Messy yet compelling, what Liar’s Edge lacks in wholly smooth storytelling it atones for elsewhere. The ambiguity that initially lines the film is fabulous which makes it somewhat frustrating when Oliver kicks it to the curb and pivots into more typical psycho killer territory. However, when said narrative flip results in such delirious sights as Mark and his punky would-be gf (Kathleen Robertson) stumbling into David’s S&M dungeon (“Twinkle Cottage”); a wickedly perverse torture sequence involving a duck hand puppet (!); and a lively climax set in a wax museum, it’s hard to be too critical. Bolstered by strong tech credentials, Oliver the director navigates the potholes left by Oliver the writer with aplomb and coaxes unanimously excellent performances from his game cast. Becoming crazier as Liar’s Edge trundles along, Keith and Bottoms are a terrific pair of (potential) maniacs; Shields is a pleasingly complicated hero; and Christopher Plummer’s extended cameo as a detective on the cusp of retirement is an amusing Columbo pastiche that facilitates this surprisingly humorous caper’s darkest punchline. The acting honours, mind, belong to erotic thriller empress Tweed. Her nuanced depiction of a broken woman doing what she can to get by in the wake of an awful tragedy packs a powerful punch.

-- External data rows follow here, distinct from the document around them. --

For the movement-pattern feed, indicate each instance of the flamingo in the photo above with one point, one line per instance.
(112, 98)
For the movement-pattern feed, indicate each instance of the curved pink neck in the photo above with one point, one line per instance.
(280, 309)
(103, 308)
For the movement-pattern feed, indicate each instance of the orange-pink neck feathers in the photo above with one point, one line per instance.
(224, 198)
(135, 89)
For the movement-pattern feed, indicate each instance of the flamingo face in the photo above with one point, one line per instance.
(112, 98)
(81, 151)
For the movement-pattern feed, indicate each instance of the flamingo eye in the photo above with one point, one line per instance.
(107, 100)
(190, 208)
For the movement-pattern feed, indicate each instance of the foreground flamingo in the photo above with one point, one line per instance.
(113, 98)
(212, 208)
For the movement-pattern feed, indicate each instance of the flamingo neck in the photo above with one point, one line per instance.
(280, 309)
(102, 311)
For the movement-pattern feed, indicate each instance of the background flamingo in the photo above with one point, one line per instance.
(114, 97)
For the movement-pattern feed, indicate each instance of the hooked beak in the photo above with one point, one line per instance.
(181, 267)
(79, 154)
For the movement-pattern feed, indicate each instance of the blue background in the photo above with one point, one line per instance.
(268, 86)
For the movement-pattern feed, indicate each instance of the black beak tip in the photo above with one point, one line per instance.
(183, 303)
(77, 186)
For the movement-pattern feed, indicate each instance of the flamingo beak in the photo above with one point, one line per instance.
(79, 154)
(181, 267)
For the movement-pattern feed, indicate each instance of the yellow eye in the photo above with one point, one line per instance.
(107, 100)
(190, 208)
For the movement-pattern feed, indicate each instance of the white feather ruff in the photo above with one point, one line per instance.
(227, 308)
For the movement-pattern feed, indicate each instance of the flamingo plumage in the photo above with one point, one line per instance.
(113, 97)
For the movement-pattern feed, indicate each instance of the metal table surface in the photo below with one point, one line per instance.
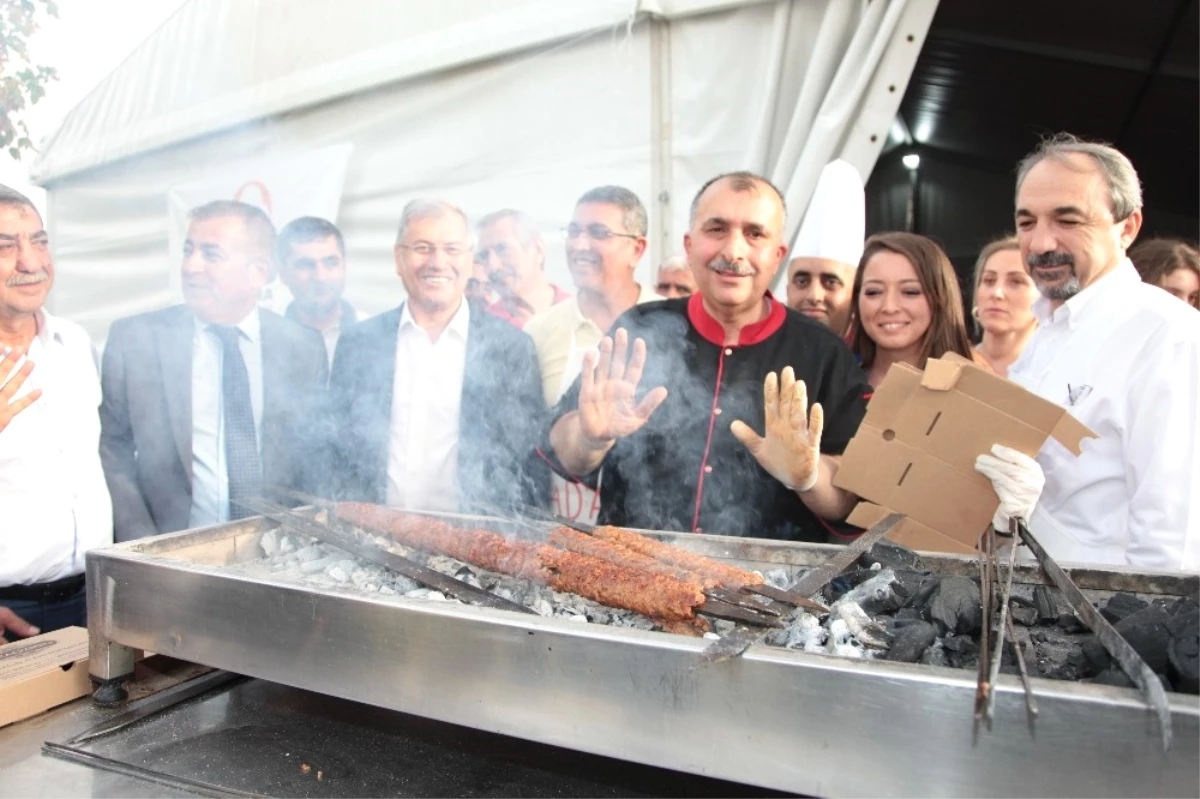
(258, 737)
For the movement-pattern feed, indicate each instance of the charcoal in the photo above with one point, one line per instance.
(1114, 677)
(1183, 653)
(911, 642)
(893, 556)
(935, 655)
(880, 594)
(1147, 632)
(1098, 658)
(1071, 623)
(924, 590)
(957, 605)
(1024, 616)
(1045, 604)
(1122, 606)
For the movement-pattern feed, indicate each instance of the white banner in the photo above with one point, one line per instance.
(309, 184)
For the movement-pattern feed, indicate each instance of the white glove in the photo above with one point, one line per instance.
(1018, 481)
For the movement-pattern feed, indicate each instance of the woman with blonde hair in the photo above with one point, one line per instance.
(907, 305)
(1003, 304)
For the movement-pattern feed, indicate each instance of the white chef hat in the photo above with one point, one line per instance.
(835, 223)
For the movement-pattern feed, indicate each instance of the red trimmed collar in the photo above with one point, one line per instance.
(713, 332)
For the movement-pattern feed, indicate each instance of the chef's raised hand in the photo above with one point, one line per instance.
(609, 391)
(11, 379)
(790, 450)
(12, 623)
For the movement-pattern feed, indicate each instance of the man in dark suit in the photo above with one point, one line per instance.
(437, 403)
(210, 401)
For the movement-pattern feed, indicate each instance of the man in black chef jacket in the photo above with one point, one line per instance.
(701, 424)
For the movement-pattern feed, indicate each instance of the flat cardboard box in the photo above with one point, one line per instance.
(915, 452)
(42, 672)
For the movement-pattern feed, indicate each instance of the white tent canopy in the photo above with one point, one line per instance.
(489, 103)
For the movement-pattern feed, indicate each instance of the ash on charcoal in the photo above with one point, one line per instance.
(892, 556)
(1071, 623)
(1122, 606)
(1147, 631)
(1024, 616)
(1183, 653)
(862, 626)
(935, 655)
(957, 605)
(911, 642)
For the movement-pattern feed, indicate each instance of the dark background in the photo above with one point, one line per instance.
(996, 76)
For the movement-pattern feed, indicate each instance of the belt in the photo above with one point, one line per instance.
(54, 592)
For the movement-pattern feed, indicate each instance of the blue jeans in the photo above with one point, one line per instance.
(48, 617)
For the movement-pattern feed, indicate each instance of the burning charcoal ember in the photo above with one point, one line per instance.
(1183, 653)
(1121, 606)
(1149, 632)
(880, 594)
(1045, 604)
(864, 629)
(957, 605)
(911, 641)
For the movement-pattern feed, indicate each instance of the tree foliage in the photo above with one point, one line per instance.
(22, 82)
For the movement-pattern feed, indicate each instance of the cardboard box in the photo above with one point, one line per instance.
(915, 452)
(42, 672)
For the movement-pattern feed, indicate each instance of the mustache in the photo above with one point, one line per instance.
(726, 266)
(27, 278)
(1050, 259)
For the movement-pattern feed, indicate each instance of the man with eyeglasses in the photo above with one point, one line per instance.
(211, 401)
(669, 414)
(437, 404)
(605, 242)
(54, 505)
(514, 253)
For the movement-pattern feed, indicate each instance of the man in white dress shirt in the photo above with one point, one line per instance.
(1119, 354)
(437, 403)
(54, 505)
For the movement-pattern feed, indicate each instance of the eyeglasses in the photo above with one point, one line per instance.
(594, 232)
(425, 248)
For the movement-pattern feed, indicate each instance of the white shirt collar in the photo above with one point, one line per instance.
(251, 326)
(47, 326)
(1097, 294)
(459, 325)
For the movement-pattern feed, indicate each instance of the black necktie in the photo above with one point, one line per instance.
(243, 464)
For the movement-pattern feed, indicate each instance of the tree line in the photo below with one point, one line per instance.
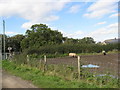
(41, 39)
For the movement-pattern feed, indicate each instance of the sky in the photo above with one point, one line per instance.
(73, 18)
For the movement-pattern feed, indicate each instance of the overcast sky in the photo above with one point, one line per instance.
(74, 18)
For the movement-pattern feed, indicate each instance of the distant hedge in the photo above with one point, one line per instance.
(75, 48)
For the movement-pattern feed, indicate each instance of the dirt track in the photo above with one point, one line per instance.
(10, 81)
(107, 63)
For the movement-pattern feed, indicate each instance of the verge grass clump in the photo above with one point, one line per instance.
(59, 79)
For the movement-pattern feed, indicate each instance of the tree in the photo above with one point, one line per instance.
(41, 35)
(14, 42)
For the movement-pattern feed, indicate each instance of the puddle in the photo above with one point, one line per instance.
(105, 75)
(90, 66)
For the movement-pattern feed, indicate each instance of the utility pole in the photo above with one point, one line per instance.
(4, 39)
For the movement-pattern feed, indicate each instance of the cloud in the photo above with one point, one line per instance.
(74, 9)
(99, 9)
(73, 34)
(35, 11)
(11, 33)
(110, 31)
(100, 23)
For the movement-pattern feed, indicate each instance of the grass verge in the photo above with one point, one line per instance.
(39, 79)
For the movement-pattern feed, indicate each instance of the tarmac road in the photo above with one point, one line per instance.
(10, 81)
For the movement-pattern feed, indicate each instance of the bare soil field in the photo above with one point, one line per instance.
(108, 63)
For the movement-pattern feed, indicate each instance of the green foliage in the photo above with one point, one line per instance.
(44, 80)
(40, 35)
(56, 50)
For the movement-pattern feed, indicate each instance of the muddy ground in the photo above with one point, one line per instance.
(108, 63)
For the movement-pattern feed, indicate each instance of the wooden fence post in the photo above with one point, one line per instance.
(27, 59)
(78, 67)
(45, 63)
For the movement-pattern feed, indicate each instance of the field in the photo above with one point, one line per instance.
(107, 63)
(62, 72)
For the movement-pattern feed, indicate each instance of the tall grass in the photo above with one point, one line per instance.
(52, 78)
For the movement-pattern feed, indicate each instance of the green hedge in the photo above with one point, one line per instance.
(75, 48)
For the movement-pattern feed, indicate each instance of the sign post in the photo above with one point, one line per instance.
(0, 47)
(9, 49)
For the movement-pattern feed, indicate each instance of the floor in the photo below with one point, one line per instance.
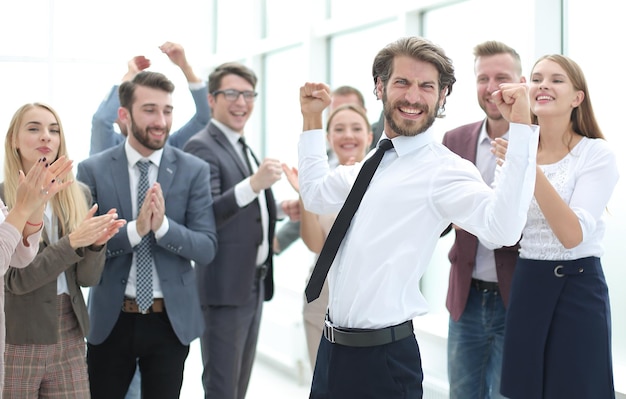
(267, 381)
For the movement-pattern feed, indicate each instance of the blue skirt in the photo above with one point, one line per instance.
(557, 341)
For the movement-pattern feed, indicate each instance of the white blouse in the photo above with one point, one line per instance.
(585, 179)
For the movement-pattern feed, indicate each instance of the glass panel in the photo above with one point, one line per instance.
(462, 106)
(236, 28)
(284, 18)
(351, 58)
(24, 27)
(597, 58)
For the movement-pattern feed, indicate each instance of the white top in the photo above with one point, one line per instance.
(418, 190)
(485, 267)
(585, 179)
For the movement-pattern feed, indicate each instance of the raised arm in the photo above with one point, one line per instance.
(199, 91)
(103, 135)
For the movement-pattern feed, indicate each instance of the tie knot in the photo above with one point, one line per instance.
(143, 166)
(385, 144)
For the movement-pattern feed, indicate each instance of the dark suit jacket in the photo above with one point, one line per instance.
(463, 141)
(228, 279)
(30, 293)
(191, 236)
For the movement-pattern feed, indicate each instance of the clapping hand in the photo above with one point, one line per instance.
(513, 103)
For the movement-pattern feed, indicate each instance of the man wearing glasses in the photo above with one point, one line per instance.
(233, 287)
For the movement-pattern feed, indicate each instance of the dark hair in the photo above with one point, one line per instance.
(230, 68)
(349, 90)
(493, 47)
(150, 79)
(419, 49)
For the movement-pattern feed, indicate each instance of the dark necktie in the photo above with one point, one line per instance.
(246, 150)
(344, 218)
(144, 248)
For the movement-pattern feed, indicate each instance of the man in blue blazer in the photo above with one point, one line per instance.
(176, 220)
(103, 135)
(480, 279)
(233, 286)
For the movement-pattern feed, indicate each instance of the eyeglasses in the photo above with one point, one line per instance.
(233, 95)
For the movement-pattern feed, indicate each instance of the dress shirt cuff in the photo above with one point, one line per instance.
(244, 194)
(131, 230)
(528, 136)
(165, 226)
(196, 85)
(312, 142)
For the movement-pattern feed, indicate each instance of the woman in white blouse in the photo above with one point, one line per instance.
(558, 328)
(349, 134)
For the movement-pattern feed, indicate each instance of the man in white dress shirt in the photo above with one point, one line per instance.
(420, 187)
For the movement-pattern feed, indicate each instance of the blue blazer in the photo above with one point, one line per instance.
(103, 136)
(228, 279)
(191, 237)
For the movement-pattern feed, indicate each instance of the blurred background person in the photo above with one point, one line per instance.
(349, 135)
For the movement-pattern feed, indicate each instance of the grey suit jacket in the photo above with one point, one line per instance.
(30, 293)
(228, 279)
(463, 141)
(184, 180)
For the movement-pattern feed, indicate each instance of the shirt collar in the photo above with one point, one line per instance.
(230, 134)
(133, 156)
(407, 144)
(483, 133)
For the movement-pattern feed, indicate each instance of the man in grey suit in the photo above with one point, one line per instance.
(234, 286)
(146, 304)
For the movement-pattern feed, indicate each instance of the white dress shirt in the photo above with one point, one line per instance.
(485, 268)
(133, 237)
(419, 188)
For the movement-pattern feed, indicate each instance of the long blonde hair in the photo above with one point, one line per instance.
(69, 205)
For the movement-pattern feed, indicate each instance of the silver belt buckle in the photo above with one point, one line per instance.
(329, 331)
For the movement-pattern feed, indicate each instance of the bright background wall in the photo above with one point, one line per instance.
(70, 52)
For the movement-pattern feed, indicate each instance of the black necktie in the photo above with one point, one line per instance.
(340, 227)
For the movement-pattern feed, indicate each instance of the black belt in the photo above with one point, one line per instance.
(485, 286)
(364, 337)
(261, 272)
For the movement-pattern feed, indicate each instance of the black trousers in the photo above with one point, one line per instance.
(147, 340)
(385, 371)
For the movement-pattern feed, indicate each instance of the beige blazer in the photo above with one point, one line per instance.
(30, 293)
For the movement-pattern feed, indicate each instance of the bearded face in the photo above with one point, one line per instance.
(408, 127)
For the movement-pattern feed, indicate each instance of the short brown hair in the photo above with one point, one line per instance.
(230, 68)
(417, 48)
(150, 79)
(492, 47)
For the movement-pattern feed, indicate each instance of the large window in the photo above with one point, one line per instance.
(69, 53)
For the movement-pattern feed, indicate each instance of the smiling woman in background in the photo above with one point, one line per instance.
(557, 341)
(350, 135)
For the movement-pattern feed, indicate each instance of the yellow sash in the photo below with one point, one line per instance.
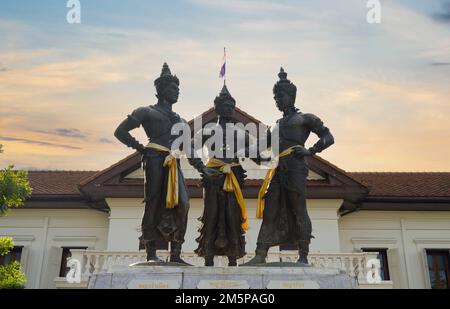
(268, 179)
(172, 183)
(231, 184)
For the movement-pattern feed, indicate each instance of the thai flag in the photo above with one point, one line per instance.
(223, 70)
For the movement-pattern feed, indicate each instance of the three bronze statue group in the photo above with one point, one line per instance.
(282, 199)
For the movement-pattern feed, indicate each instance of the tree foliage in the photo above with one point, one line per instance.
(14, 190)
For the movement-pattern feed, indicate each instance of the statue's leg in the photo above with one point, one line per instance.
(150, 248)
(260, 256)
(175, 253)
(303, 222)
(232, 261)
(209, 261)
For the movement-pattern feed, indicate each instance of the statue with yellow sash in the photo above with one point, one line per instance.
(282, 198)
(224, 219)
(166, 196)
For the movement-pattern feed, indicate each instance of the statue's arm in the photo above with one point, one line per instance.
(254, 147)
(122, 132)
(326, 139)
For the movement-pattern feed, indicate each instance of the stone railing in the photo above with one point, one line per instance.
(94, 262)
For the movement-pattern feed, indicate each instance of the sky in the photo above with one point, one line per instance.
(382, 89)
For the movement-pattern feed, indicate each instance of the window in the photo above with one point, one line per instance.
(438, 268)
(66, 255)
(382, 256)
(14, 255)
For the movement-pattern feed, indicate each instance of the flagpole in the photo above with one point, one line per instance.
(225, 56)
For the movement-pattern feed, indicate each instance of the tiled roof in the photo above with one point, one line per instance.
(380, 184)
(405, 184)
(57, 182)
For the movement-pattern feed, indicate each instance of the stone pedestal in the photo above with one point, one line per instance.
(225, 278)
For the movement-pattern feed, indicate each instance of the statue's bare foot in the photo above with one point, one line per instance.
(257, 260)
(303, 261)
(179, 260)
(154, 259)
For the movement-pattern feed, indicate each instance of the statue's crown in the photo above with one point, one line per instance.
(166, 77)
(283, 76)
(223, 96)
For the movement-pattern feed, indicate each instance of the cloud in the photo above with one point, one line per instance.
(74, 133)
(437, 64)
(444, 15)
(104, 140)
(245, 6)
(39, 143)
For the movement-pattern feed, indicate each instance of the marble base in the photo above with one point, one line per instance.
(144, 276)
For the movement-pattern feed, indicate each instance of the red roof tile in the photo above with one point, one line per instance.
(405, 184)
(56, 182)
(380, 184)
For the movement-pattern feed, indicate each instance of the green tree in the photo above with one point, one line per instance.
(14, 190)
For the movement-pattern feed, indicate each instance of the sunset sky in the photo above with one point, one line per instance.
(382, 89)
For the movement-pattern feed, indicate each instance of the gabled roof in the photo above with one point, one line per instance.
(239, 116)
(57, 182)
(111, 182)
(406, 185)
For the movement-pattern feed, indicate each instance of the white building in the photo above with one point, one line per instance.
(402, 218)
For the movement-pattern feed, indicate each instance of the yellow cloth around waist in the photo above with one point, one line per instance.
(267, 180)
(172, 182)
(231, 184)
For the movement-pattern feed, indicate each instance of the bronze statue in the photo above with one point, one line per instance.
(224, 219)
(166, 196)
(282, 199)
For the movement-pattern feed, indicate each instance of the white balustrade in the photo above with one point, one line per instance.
(354, 264)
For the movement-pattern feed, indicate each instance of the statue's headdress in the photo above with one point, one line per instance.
(165, 79)
(224, 96)
(285, 85)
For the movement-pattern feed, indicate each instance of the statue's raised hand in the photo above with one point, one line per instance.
(302, 152)
(209, 172)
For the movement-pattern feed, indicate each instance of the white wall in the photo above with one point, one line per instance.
(406, 235)
(44, 232)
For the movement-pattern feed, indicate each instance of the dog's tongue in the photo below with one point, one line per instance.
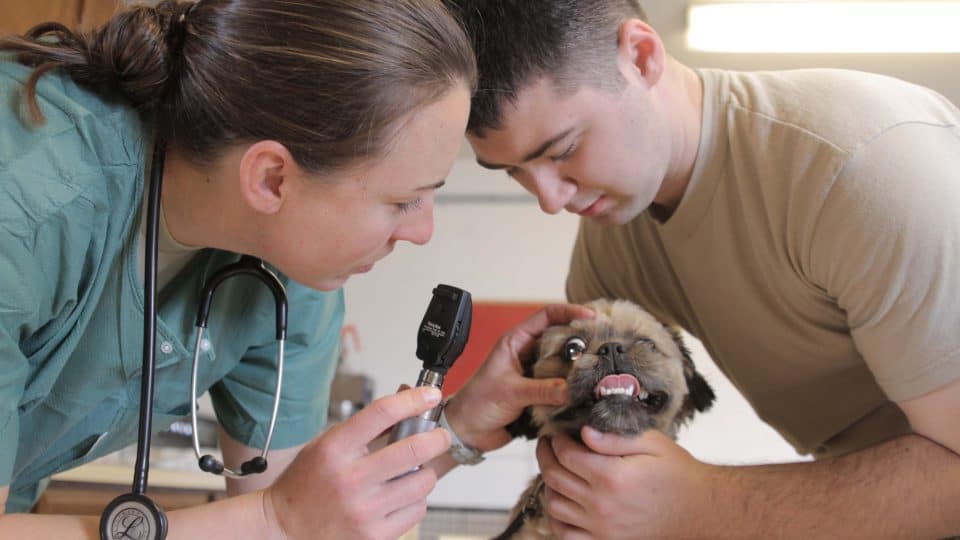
(613, 382)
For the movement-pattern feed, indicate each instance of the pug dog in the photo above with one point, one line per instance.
(626, 373)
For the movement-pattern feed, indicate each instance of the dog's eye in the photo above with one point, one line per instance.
(573, 349)
(647, 342)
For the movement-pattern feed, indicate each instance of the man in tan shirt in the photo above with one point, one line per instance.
(803, 225)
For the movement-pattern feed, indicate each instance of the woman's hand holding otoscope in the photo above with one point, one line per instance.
(338, 488)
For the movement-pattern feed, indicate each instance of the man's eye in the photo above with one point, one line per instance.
(566, 153)
(573, 349)
(415, 204)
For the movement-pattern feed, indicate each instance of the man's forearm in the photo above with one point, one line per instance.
(905, 488)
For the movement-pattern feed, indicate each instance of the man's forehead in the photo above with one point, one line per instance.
(538, 115)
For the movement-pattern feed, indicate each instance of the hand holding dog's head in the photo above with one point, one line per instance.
(626, 372)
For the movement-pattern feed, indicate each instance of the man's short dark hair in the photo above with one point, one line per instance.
(519, 41)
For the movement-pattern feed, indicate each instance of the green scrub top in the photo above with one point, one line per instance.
(71, 302)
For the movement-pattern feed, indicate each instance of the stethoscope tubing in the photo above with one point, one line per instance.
(227, 472)
(147, 386)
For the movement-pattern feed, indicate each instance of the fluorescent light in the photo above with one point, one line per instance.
(825, 27)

Lensed across twenty days in April 1991 and plagued by behind the scenes problems (the worst being Oliver needing to replace the film’s original cinematographer two weeks into shooting when a screening of the dailies revealed that seventeen shots were out of focus), Liar’s Edge opened theatrically in Ontario and in Buffalo, New York on 7th February 1992. Subsequent big screen dates throughout Canada found it sharing cinema space with Norstar’s final Prom Night sequel, the Oliver-less Prom Night IV: Deliver Us From Evil (1992) [2]. Here in the U.K. Liar’s Edge was issued on cassette by High Fliers in March 1993; in the U.S. it gained its greatest exposure via Showtime, debuting on the network on 4th December ‘93.

Also known as ‘Intimate Delusions’ and, four saucy moments aside, definitely not an erotic thriller, irrespective of stateside video distro Columbia-TriStar’s enterprising claim otherwise (tagline: “This time Shannon’s sleeping with the enemy…”).

[1] They Came From Within: A History of Canadian Horror Cinema by Caelum Vatnsdal, Arbeiter Ring Publishing, 2004.
[2] Liar’s Edge also played as part of a special ‘Canadian Film Celebration’ event in Calgary on 28th March ‘92.